If the user elects to tunnel their VNC data through SSL, then all of the connection and port-forwarding logic is handled in our code instead of relying on external executables. To do this, we rely on the .NET built-in class, SslStream. As an aside, this is exactly why I love .NET 2.0: we, the developers, bitched about the lack of a generic SSL class (that wasn't for HTTP), and so what did Microsoft do? They gave us one in .NET 2.0. My hat really goes off to them for stuff like this: they listened to the community, and gave us a ton of new, useful built-in classes in this version of the framework.
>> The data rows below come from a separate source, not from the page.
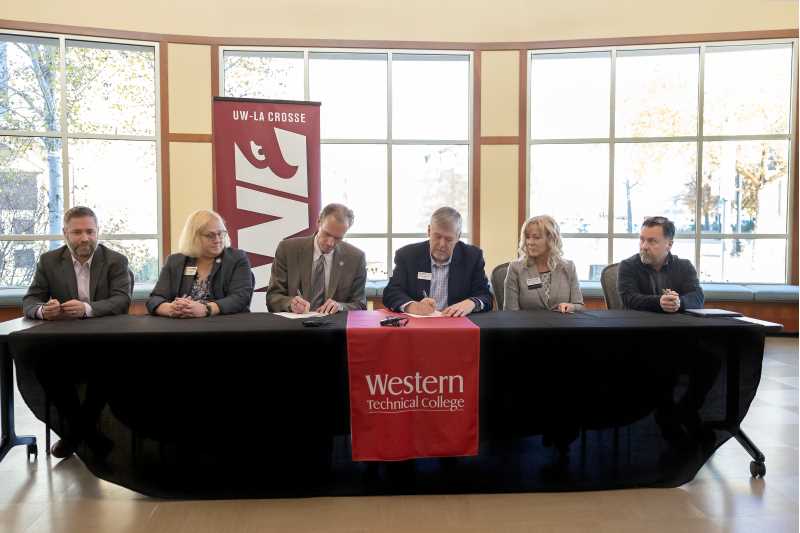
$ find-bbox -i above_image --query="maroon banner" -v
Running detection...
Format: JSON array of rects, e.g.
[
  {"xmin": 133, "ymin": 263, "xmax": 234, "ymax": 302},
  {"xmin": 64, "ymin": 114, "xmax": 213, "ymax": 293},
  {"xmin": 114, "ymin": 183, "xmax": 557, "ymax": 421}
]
[
  {"xmin": 212, "ymin": 97, "xmax": 320, "ymax": 311},
  {"xmin": 347, "ymin": 311, "xmax": 480, "ymax": 461}
]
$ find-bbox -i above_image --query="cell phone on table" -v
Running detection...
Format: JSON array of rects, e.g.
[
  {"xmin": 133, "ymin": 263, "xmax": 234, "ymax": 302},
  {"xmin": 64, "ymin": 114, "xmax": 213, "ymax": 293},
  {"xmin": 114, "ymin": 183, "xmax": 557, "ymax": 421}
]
[{"xmin": 303, "ymin": 317, "xmax": 331, "ymax": 328}]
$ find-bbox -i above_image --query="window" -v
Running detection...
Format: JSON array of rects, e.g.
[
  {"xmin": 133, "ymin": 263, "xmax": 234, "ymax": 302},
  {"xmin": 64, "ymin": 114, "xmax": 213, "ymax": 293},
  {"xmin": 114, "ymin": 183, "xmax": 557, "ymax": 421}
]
[
  {"xmin": 0, "ymin": 33, "xmax": 161, "ymax": 288},
  {"xmin": 528, "ymin": 40, "xmax": 796, "ymax": 283},
  {"xmin": 221, "ymin": 48, "xmax": 472, "ymax": 279}
]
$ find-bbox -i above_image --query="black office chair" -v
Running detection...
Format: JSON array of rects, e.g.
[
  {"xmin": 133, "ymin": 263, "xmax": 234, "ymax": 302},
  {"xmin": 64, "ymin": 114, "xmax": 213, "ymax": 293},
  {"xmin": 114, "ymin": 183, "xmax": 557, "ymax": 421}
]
[
  {"xmin": 600, "ymin": 263, "xmax": 623, "ymax": 309},
  {"xmin": 44, "ymin": 269, "xmax": 136, "ymax": 455},
  {"xmin": 492, "ymin": 263, "xmax": 508, "ymax": 311}
]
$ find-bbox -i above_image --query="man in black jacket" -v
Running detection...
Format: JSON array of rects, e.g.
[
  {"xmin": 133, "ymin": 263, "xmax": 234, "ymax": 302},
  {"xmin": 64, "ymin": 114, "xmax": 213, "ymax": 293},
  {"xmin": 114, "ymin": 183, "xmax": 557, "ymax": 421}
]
[
  {"xmin": 617, "ymin": 217, "xmax": 721, "ymax": 446},
  {"xmin": 617, "ymin": 217, "xmax": 704, "ymax": 313}
]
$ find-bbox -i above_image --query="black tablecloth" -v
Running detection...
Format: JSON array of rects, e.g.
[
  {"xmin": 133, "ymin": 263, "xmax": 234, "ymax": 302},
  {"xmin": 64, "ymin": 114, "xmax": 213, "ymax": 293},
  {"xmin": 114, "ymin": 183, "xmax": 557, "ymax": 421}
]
[{"xmin": 8, "ymin": 311, "xmax": 764, "ymax": 497}]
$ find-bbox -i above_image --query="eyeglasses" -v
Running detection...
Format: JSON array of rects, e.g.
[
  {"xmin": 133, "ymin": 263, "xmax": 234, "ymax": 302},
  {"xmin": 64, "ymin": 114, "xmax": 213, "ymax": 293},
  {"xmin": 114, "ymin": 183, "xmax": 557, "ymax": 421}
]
[
  {"xmin": 381, "ymin": 316, "xmax": 408, "ymax": 328},
  {"xmin": 202, "ymin": 231, "xmax": 228, "ymax": 241}
]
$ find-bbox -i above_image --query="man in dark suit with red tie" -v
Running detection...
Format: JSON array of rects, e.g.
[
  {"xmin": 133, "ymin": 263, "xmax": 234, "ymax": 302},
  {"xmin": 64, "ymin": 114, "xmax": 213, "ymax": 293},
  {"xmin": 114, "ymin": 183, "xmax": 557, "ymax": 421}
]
[{"xmin": 383, "ymin": 207, "xmax": 492, "ymax": 317}]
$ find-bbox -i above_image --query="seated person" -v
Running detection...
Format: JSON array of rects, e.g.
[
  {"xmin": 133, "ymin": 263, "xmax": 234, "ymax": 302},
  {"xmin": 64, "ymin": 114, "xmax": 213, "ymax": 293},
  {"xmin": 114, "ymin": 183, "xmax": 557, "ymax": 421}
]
[
  {"xmin": 22, "ymin": 206, "xmax": 132, "ymax": 320},
  {"xmin": 22, "ymin": 206, "xmax": 133, "ymax": 459},
  {"xmin": 617, "ymin": 217, "xmax": 704, "ymax": 313},
  {"xmin": 503, "ymin": 215, "xmax": 583, "ymax": 313},
  {"xmin": 617, "ymin": 217, "xmax": 708, "ymax": 444},
  {"xmin": 147, "ymin": 209, "xmax": 255, "ymax": 318},
  {"xmin": 383, "ymin": 207, "xmax": 492, "ymax": 316},
  {"xmin": 267, "ymin": 204, "xmax": 367, "ymax": 314}
]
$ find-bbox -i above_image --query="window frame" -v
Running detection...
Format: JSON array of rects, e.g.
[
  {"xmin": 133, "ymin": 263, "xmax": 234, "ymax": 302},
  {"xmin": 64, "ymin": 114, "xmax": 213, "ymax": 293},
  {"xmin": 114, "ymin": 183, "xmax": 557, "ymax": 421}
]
[
  {"xmin": 0, "ymin": 29, "xmax": 164, "ymax": 284},
  {"xmin": 520, "ymin": 38, "xmax": 800, "ymax": 285},
  {"xmin": 217, "ymin": 46, "xmax": 475, "ymax": 277}
]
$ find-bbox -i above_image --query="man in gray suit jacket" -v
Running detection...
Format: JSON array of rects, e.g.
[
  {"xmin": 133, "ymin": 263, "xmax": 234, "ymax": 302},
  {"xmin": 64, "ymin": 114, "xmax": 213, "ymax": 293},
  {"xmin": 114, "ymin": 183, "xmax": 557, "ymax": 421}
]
[
  {"xmin": 267, "ymin": 204, "xmax": 367, "ymax": 314},
  {"xmin": 22, "ymin": 206, "xmax": 131, "ymax": 459},
  {"xmin": 22, "ymin": 206, "xmax": 131, "ymax": 320}
]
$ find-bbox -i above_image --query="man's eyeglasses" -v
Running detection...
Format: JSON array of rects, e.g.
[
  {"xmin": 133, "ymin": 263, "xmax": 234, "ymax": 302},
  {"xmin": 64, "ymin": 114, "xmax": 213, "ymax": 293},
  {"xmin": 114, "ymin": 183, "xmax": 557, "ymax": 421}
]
[
  {"xmin": 381, "ymin": 316, "xmax": 408, "ymax": 328},
  {"xmin": 202, "ymin": 231, "xmax": 228, "ymax": 241}
]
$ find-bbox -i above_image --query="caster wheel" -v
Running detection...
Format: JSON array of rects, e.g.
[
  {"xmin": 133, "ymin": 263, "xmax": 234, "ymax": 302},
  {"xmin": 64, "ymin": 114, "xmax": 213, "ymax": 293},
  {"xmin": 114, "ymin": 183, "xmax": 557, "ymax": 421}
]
[{"xmin": 750, "ymin": 461, "xmax": 767, "ymax": 477}]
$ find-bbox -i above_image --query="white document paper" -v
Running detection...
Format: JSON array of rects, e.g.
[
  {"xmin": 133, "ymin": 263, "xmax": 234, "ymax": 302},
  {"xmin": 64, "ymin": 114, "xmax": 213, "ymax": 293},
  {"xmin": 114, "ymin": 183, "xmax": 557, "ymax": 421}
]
[
  {"xmin": 272, "ymin": 312, "xmax": 328, "ymax": 320},
  {"xmin": 405, "ymin": 311, "xmax": 444, "ymax": 318}
]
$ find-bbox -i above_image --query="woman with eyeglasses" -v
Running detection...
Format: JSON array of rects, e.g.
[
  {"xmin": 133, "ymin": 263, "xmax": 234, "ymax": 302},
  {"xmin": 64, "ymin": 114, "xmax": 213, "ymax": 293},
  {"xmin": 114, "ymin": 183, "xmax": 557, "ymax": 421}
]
[
  {"xmin": 147, "ymin": 209, "xmax": 255, "ymax": 318},
  {"xmin": 503, "ymin": 215, "xmax": 583, "ymax": 313}
]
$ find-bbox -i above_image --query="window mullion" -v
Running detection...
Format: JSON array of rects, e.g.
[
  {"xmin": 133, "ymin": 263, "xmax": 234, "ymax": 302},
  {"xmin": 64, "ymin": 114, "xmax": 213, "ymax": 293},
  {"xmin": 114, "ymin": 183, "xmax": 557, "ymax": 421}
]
[
  {"xmin": 386, "ymin": 50, "xmax": 394, "ymax": 277},
  {"xmin": 608, "ymin": 48, "xmax": 617, "ymax": 265},
  {"xmin": 694, "ymin": 45, "xmax": 706, "ymax": 276},
  {"xmin": 58, "ymin": 36, "xmax": 72, "ymax": 235}
]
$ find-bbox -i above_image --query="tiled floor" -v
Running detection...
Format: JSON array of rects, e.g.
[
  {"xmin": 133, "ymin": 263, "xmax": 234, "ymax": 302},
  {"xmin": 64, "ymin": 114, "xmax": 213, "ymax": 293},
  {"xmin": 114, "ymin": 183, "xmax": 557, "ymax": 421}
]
[{"xmin": 0, "ymin": 337, "xmax": 798, "ymax": 533}]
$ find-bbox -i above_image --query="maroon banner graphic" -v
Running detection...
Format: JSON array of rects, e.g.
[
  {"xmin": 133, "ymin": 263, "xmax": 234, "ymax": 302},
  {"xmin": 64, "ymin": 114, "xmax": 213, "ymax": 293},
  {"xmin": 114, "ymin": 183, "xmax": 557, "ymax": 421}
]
[
  {"xmin": 347, "ymin": 311, "xmax": 480, "ymax": 461},
  {"xmin": 213, "ymin": 97, "xmax": 320, "ymax": 311}
]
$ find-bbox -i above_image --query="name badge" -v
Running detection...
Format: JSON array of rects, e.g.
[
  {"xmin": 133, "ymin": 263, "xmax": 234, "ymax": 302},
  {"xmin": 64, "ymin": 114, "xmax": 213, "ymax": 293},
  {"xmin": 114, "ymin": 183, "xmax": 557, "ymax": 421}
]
[{"xmin": 525, "ymin": 276, "xmax": 542, "ymax": 291}]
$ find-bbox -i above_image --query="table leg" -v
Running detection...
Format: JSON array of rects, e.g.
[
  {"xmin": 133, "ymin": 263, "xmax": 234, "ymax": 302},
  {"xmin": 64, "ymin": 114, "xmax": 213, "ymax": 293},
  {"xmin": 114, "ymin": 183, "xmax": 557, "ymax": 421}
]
[
  {"xmin": 0, "ymin": 343, "xmax": 39, "ymax": 461},
  {"xmin": 725, "ymin": 334, "xmax": 767, "ymax": 477}
]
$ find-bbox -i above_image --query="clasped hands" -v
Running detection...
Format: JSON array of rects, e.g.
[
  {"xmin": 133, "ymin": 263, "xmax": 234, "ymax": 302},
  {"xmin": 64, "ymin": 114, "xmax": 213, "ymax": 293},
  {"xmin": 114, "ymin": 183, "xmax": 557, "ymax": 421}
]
[
  {"xmin": 658, "ymin": 289, "xmax": 681, "ymax": 313},
  {"xmin": 42, "ymin": 298, "xmax": 86, "ymax": 320},
  {"xmin": 156, "ymin": 296, "xmax": 219, "ymax": 318},
  {"xmin": 405, "ymin": 297, "xmax": 475, "ymax": 317},
  {"xmin": 289, "ymin": 295, "xmax": 341, "ymax": 315}
]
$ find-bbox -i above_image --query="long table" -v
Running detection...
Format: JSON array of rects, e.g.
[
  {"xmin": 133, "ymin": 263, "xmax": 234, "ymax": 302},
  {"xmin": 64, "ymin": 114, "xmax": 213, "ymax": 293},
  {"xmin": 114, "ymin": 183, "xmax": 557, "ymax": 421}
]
[{"xmin": 0, "ymin": 311, "xmax": 766, "ymax": 497}]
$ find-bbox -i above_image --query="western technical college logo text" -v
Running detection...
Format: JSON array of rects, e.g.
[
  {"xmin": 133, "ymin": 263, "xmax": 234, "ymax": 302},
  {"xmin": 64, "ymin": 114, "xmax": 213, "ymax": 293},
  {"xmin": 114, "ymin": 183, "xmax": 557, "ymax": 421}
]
[{"xmin": 364, "ymin": 372, "xmax": 465, "ymax": 414}]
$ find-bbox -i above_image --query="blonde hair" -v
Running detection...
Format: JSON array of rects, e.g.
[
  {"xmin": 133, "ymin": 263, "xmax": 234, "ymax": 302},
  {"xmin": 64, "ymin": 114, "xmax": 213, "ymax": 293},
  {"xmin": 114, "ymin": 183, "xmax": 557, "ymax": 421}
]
[
  {"xmin": 518, "ymin": 215, "xmax": 564, "ymax": 270},
  {"xmin": 178, "ymin": 209, "xmax": 231, "ymax": 257}
]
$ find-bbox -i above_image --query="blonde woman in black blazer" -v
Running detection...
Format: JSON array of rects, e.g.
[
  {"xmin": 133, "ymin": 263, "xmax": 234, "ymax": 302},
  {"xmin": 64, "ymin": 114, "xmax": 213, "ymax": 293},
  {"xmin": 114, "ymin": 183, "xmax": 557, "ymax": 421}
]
[
  {"xmin": 147, "ymin": 209, "xmax": 255, "ymax": 318},
  {"xmin": 503, "ymin": 215, "xmax": 583, "ymax": 313}
]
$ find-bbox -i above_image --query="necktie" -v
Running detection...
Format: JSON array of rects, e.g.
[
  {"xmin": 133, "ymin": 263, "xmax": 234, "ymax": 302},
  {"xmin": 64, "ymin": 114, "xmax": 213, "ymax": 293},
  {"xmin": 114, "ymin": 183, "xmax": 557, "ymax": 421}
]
[{"xmin": 310, "ymin": 255, "xmax": 325, "ymax": 311}]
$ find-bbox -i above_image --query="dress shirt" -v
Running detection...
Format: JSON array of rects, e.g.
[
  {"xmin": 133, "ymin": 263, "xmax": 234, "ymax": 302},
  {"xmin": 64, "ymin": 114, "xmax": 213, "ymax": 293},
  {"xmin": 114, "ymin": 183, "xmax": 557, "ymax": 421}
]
[
  {"xmin": 36, "ymin": 253, "xmax": 94, "ymax": 319},
  {"xmin": 309, "ymin": 236, "xmax": 335, "ymax": 290}
]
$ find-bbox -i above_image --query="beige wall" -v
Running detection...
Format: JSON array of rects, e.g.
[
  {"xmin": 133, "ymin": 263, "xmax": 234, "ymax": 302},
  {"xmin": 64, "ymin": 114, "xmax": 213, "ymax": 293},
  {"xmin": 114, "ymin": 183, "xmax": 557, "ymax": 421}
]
[
  {"xmin": 167, "ymin": 44, "xmax": 211, "ymax": 134},
  {"xmin": 481, "ymin": 146, "xmax": 519, "ymax": 276},
  {"xmin": 481, "ymin": 50, "xmax": 519, "ymax": 137},
  {"xmin": 169, "ymin": 142, "xmax": 213, "ymax": 252},
  {"xmin": 0, "ymin": 0, "xmax": 798, "ymax": 42}
]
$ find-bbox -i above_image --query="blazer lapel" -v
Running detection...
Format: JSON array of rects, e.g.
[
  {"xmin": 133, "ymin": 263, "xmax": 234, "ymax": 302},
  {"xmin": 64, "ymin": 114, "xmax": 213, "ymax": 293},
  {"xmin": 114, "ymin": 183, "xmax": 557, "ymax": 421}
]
[
  {"xmin": 176, "ymin": 256, "xmax": 197, "ymax": 298},
  {"xmin": 297, "ymin": 233, "xmax": 316, "ymax": 300},
  {"xmin": 416, "ymin": 241, "xmax": 431, "ymax": 300},
  {"xmin": 325, "ymin": 244, "xmax": 345, "ymax": 300},
  {"xmin": 208, "ymin": 250, "xmax": 225, "ymax": 300},
  {"xmin": 523, "ymin": 265, "xmax": 552, "ymax": 309},
  {"xmin": 447, "ymin": 242, "xmax": 462, "ymax": 305},
  {"xmin": 61, "ymin": 246, "xmax": 78, "ymax": 303},
  {"xmin": 89, "ymin": 246, "xmax": 106, "ymax": 301}
]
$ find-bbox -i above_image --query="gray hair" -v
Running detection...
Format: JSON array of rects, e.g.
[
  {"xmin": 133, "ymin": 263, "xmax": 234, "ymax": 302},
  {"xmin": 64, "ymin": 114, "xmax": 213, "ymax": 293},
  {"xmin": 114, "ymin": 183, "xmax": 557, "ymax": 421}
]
[
  {"xmin": 64, "ymin": 205, "xmax": 99, "ymax": 228},
  {"xmin": 319, "ymin": 204, "xmax": 356, "ymax": 229},
  {"xmin": 431, "ymin": 207, "xmax": 461, "ymax": 235}
]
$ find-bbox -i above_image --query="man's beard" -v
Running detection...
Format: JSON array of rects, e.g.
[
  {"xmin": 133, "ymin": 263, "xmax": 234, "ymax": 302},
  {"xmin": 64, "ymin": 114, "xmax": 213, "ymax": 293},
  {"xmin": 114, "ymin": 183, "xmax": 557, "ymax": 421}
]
[{"xmin": 67, "ymin": 242, "xmax": 97, "ymax": 259}]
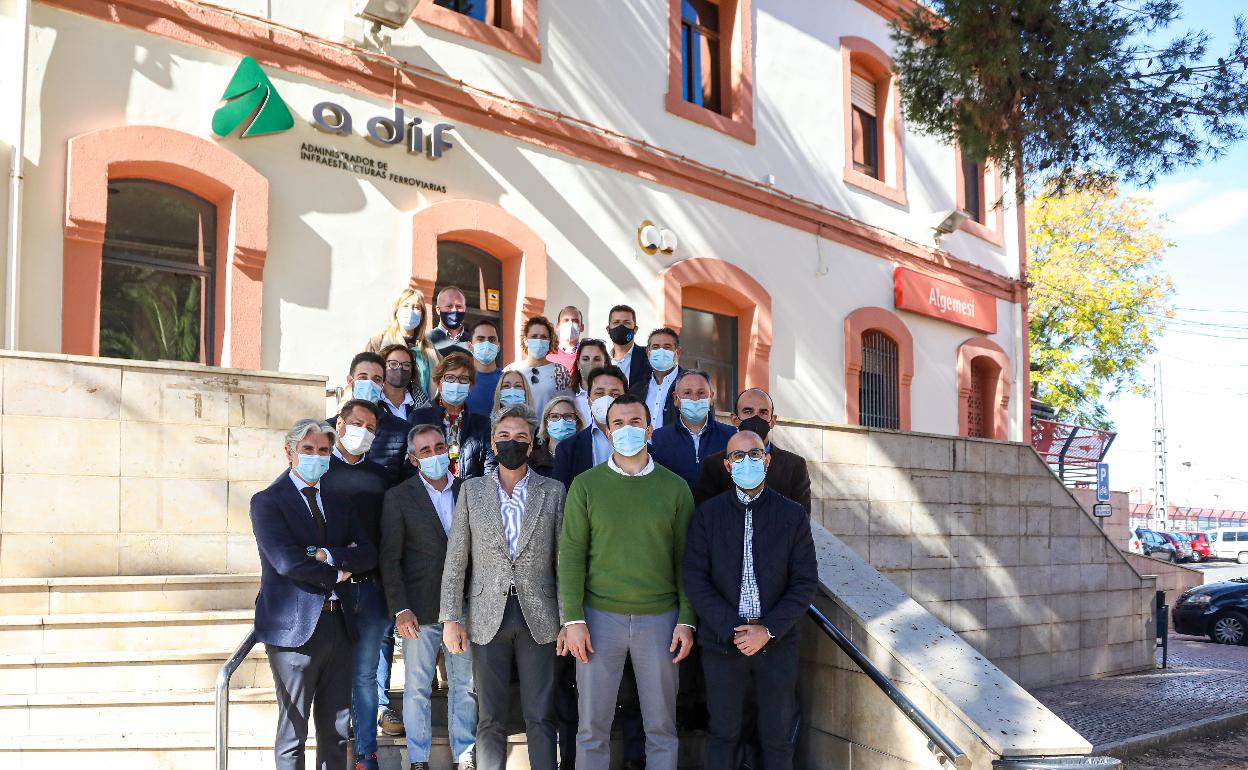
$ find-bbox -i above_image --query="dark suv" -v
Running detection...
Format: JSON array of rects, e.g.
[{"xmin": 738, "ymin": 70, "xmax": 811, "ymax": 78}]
[{"xmin": 1171, "ymin": 578, "xmax": 1248, "ymax": 644}]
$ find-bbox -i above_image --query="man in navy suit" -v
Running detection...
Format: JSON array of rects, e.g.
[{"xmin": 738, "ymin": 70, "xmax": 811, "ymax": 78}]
[
  {"xmin": 607, "ymin": 305, "xmax": 650, "ymax": 391},
  {"xmin": 251, "ymin": 419, "xmax": 377, "ymax": 770},
  {"xmin": 554, "ymin": 364, "xmax": 628, "ymax": 489}
]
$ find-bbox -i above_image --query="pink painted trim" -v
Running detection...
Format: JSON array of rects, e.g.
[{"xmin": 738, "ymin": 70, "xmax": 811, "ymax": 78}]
[
  {"xmin": 61, "ymin": 126, "xmax": 268, "ymax": 369},
  {"xmin": 953, "ymin": 144, "xmax": 1006, "ymax": 247},
  {"xmin": 659, "ymin": 257, "xmax": 771, "ymax": 391},
  {"xmin": 663, "ymin": 0, "xmax": 755, "ymax": 145},
  {"xmin": 412, "ymin": 0, "xmax": 542, "ymax": 62},
  {"xmin": 411, "ymin": 201, "xmax": 547, "ymax": 361},
  {"xmin": 845, "ymin": 307, "xmax": 915, "ymax": 431},
  {"xmin": 841, "ymin": 35, "xmax": 906, "ymax": 206},
  {"xmin": 957, "ymin": 337, "xmax": 1010, "ymax": 441}
]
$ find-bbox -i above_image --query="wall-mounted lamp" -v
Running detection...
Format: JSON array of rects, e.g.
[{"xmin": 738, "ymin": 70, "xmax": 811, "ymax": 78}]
[{"xmin": 636, "ymin": 220, "xmax": 678, "ymax": 255}]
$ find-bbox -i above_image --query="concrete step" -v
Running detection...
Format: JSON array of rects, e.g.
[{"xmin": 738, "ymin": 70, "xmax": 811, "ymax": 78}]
[
  {"xmin": 0, "ymin": 644, "xmax": 403, "ymax": 693},
  {"xmin": 0, "ymin": 609, "xmax": 255, "ymax": 655},
  {"xmin": 0, "ymin": 573, "xmax": 260, "ymax": 616}
]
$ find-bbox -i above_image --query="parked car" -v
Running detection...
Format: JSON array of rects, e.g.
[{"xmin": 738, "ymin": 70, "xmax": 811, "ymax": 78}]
[
  {"xmin": 1171, "ymin": 578, "xmax": 1248, "ymax": 644},
  {"xmin": 1136, "ymin": 527, "xmax": 1178, "ymax": 562},
  {"xmin": 1206, "ymin": 527, "xmax": 1248, "ymax": 564},
  {"xmin": 1157, "ymin": 532, "xmax": 1199, "ymax": 562},
  {"xmin": 1177, "ymin": 532, "xmax": 1213, "ymax": 562}
]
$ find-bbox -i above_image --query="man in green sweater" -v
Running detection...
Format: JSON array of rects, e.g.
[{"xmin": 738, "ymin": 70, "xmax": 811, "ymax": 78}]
[{"xmin": 559, "ymin": 394, "xmax": 695, "ymax": 770}]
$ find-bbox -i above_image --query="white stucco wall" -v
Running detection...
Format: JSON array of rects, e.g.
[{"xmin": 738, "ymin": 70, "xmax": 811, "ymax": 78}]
[{"xmin": 7, "ymin": 0, "xmax": 1022, "ymax": 439}]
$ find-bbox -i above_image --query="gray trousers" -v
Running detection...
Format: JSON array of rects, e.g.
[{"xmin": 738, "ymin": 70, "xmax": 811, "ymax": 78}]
[
  {"xmin": 577, "ymin": 607, "xmax": 680, "ymax": 770},
  {"xmin": 472, "ymin": 597, "xmax": 555, "ymax": 770},
  {"xmin": 265, "ymin": 610, "xmax": 354, "ymax": 770}
]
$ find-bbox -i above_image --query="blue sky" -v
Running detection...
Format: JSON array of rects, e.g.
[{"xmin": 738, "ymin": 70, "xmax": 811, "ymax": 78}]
[{"xmin": 1107, "ymin": 6, "xmax": 1248, "ymax": 509}]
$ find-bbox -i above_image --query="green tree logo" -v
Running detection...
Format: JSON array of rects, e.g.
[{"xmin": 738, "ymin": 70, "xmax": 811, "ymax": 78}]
[{"xmin": 212, "ymin": 56, "xmax": 295, "ymax": 137}]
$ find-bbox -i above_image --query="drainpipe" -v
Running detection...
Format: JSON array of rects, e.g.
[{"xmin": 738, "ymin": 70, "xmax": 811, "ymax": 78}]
[{"xmin": 4, "ymin": 0, "xmax": 31, "ymax": 351}]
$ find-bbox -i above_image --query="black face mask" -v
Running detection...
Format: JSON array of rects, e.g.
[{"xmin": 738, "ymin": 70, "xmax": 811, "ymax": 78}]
[
  {"xmin": 386, "ymin": 369, "xmax": 412, "ymax": 388},
  {"xmin": 607, "ymin": 326, "xmax": 636, "ymax": 344},
  {"xmin": 736, "ymin": 414, "xmax": 771, "ymax": 441},
  {"xmin": 494, "ymin": 441, "xmax": 529, "ymax": 470}
]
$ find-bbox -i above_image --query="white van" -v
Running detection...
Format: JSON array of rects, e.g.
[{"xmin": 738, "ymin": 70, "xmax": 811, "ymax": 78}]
[{"xmin": 1206, "ymin": 527, "xmax": 1248, "ymax": 564}]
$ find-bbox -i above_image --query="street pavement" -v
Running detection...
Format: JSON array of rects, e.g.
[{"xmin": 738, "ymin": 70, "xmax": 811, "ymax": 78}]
[{"xmin": 1032, "ymin": 635, "xmax": 1248, "ymax": 756}]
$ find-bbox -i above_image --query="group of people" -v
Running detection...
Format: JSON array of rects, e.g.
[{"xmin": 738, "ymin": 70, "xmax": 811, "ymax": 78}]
[{"xmin": 251, "ymin": 287, "xmax": 816, "ymax": 770}]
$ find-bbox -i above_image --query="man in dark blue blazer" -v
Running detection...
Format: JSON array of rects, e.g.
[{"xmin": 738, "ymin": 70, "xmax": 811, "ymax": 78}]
[
  {"xmin": 684, "ymin": 431, "xmax": 819, "ymax": 770},
  {"xmin": 251, "ymin": 419, "xmax": 377, "ymax": 770},
  {"xmin": 553, "ymin": 364, "xmax": 628, "ymax": 489},
  {"xmin": 607, "ymin": 305, "xmax": 651, "ymax": 391}
]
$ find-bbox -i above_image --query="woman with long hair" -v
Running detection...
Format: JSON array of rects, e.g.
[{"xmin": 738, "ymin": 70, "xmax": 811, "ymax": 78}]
[{"xmin": 364, "ymin": 288, "xmax": 438, "ymax": 403}]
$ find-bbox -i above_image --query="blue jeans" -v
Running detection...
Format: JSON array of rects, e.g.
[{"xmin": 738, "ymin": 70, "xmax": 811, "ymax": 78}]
[
  {"xmin": 403, "ymin": 623, "xmax": 477, "ymax": 763},
  {"xmin": 351, "ymin": 578, "xmax": 393, "ymax": 756}
]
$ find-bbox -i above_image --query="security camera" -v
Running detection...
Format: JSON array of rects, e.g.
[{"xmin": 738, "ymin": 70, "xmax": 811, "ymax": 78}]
[
  {"xmin": 932, "ymin": 208, "xmax": 971, "ymax": 246},
  {"xmin": 354, "ymin": 0, "xmax": 421, "ymax": 30}
]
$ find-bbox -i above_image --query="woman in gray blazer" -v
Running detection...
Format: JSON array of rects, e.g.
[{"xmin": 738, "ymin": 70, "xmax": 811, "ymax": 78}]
[{"xmin": 439, "ymin": 404, "xmax": 564, "ymax": 770}]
But getting back to the application, the code that establishes the SSL tunnel is as follows:

// Set up the SSL tunnel

else if (sslRadioButton.Checked)
{
  // Set up a connection to the remote SSL server and set up a local listener 
  // whose job it is to forward data it receives to the SSL connection and 
  // vice versa

  encryptedClient = new TcpClient(remoteHost, remotePort);
  encryptedStream = 
     new SslStream(encryptedClient.GetStream(), false, 
        new RemoteCertificateValidationCallback(ValidateServerCertificate), 
        new LocalCertificateSelectionCallback(SelectClientCertificate));
  unencryptedListener = new TcpListener(IPAddress.Loopback, 0);

  X509CertificateCollection clientCertificates = 
     new X509CertificateCollection();

  // Add a client certificate to the authentication request
  // if the user has specified one

  if (parameters.ContainsKey("clientCertificateFingerprint"))
    clientCertificates.Add(
       GetCertificate(parameters["clientCertificateFingerprint"]));

  // Try to establish a connection to the remote SSL server

  try
  {
    encryptedStream.AuthenticateAsClient(remoteHost, clientCertificates, 
                                         SslProtocols.Ssl3, true);

    unencryptedListener.Start();
    unencryptedListener.BeginAcceptTcpClient(
       new AsyncCallback(TunnelSSLData), this);

    connectionPort = ((IPEndPoint)unencryptedListener.LocalEndpoint).Port;
    connectionHost = "localhost";
    connected = true;
  }

  // Catch and display IOExceptions that occur, such as not being able to 
  // connect to the remote system

  catch (IOException exception)
  {
    errorMessage = (exception.InnerException != null ? 
                    exception.InnerException.Message : exception.Message);
  }

  // Catch an AuthenticationException if it's thrown; if its message 
  // indicates that the remote certificate didn't pass muster, then don't 
  // display anything else since we already displayed the certificate's 
  // details and asked the user if they wanted to trust it (any other 
  // messages are fair game and should be displayed)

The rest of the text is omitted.